A Northrop Grumman Corporation-led (NOC) team recently completed the third gate review of its first Modular Space Vehicle (MSV) bus assembly, integration and test, marking completion of functional testing.
The team will conduct comprehensive “day in the life” testing next for the Operationally Responsive Space-2 (ORS-2) bus, leading to hardware acceptance by the Air Force’s ORS program office. To mark this occasion, the ORS office held an open house on May 9 at Applied Technology Associates in Albuquerque, N.M., where hardware integration and test were performed.
Northrop Grumman’s MSV spacecraft design is the first to implement a modular, rapidly reconfigurable architecture using open standards developed by an industry consortium in conjunction with the Air Force Research Laboratory and the Air Force’s ORS Office at Kirtland Air Force Base, N.M.
“Completing these test processes will show that our design meets ORS’ program objective requirements and moves the government closer to the launch of this first-of-its-kind vehicle that could revolutionize the way spacecraft are built,” said Doug Young, vice president, Missile Defense and Advanced Missions, Northrop Grumman Aerospace Systems. “We are bringing network avionics technology to spaceflight and giving the nation an affordable option to respond to rapidly changing, multi-mission needs.”
Northrop Grumman’s team consists of Design Net Engineering, Golden, Colo.; Applied Technology Associates, Albuquerque, N.M.; Microcosm Inc., Hawthorne, Calif.; Advanced Defense Systems, Columbia, Md.; and Space Dynamics Laboratory, Utah State University, Logan, Utah.
“The government’s investment in the past two-and-a-half years has developed a scalable, open architecture capability that allows bus components and payload modules to plug into a central spacecraft network using standardized technology, much like the way new hardware can be plugged into computers via USB ports,” said Phil Katz, Northrop Grumman’s MSV program manager.
“We have reduced integration complexity, resulting in a spacecraft that is more cost-effective, modular and more rapidly reconfigurable for assembly than typical space vehicles in this class,” he said. “Producing a modular open architecture commodity bus gives the government the ability to host a variety of payloads and to perform different missions at lower total mission cost,” Katz said.

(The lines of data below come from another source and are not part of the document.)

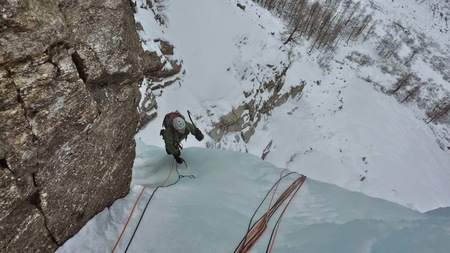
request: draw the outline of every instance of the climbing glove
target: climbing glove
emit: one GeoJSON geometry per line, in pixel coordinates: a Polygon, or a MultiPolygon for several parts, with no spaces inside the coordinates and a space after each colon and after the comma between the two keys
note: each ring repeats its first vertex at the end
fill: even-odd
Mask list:
{"type": "Polygon", "coordinates": [[[180,155],[174,155],[175,161],[177,161],[178,164],[181,164],[184,162],[183,158],[180,157],[180,155]]]}
{"type": "Polygon", "coordinates": [[[194,136],[195,136],[195,139],[197,139],[197,141],[201,141],[204,138],[202,131],[200,131],[200,129],[198,129],[198,128],[195,128],[194,136]]]}

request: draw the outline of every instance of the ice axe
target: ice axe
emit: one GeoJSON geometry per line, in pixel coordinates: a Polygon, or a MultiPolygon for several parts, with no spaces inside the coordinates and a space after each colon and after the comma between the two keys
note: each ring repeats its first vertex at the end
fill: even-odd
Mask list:
{"type": "Polygon", "coordinates": [[[195,138],[196,138],[198,141],[203,140],[203,138],[204,138],[203,133],[202,133],[202,131],[200,131],[200,129],[197,128],[197,126],[195,125],[194,121],[192,120],[192,118],[191,118],[191,112],[190,112],[189,110],[187,110],[187,113],[188,113],[188,116],[189,116],[189,120],[191,120],[191,123],[192,123],[192,125],[193,125],[194,128],[195,128],[195,138]]]}

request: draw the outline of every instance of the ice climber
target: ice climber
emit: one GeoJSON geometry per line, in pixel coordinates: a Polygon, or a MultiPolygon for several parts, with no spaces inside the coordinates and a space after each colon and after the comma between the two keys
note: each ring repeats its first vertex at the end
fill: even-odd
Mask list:
{"type": "Polygon", "coordinates": [[[203,140],[203,133],[195,127],[194,124],[186,122],[184,116],[178,111],[166,114],[164,117],[163,126],[160,135],[164,139],[166,145],[166,152],[169,155],[173,155],[177,163],[183,163],[184,159],[180,157],[181,141],[186,140],[189,133],[195,136],[198,141],[203,140]]]}

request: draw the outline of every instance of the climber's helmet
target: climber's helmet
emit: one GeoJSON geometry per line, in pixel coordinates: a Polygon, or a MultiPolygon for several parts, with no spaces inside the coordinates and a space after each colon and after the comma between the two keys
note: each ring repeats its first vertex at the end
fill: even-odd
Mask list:
{"type": "Polygon", "coordinates": [[[181,117],[176,117],[173,119],[173,127],[178,132],[184,132],[184,129],[186,128],[186,122],[181,117]]]}

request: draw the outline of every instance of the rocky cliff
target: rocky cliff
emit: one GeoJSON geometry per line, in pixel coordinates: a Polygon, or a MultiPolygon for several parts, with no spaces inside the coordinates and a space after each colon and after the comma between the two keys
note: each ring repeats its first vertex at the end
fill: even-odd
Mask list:
{"type": "Polygon", "coordinates": [[[0,0],[0,252],[53,252],[129,191],[145,59],[127,0],[0,0]]]}

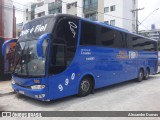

Northrop Grumman is performing MSV-related study and hardware development under a five-year contract awarded in November 2010 by NASA’s Ames Research Center, Moffett Field, Calif., supporting the Air Force’s Operationally Responsive Space Office.
Northrop Grumman has successfully used this rapid development approach before, building and launching the award-winning Lunar CRater Observation and Sensing Satellite for NASA Ames in just 27 months.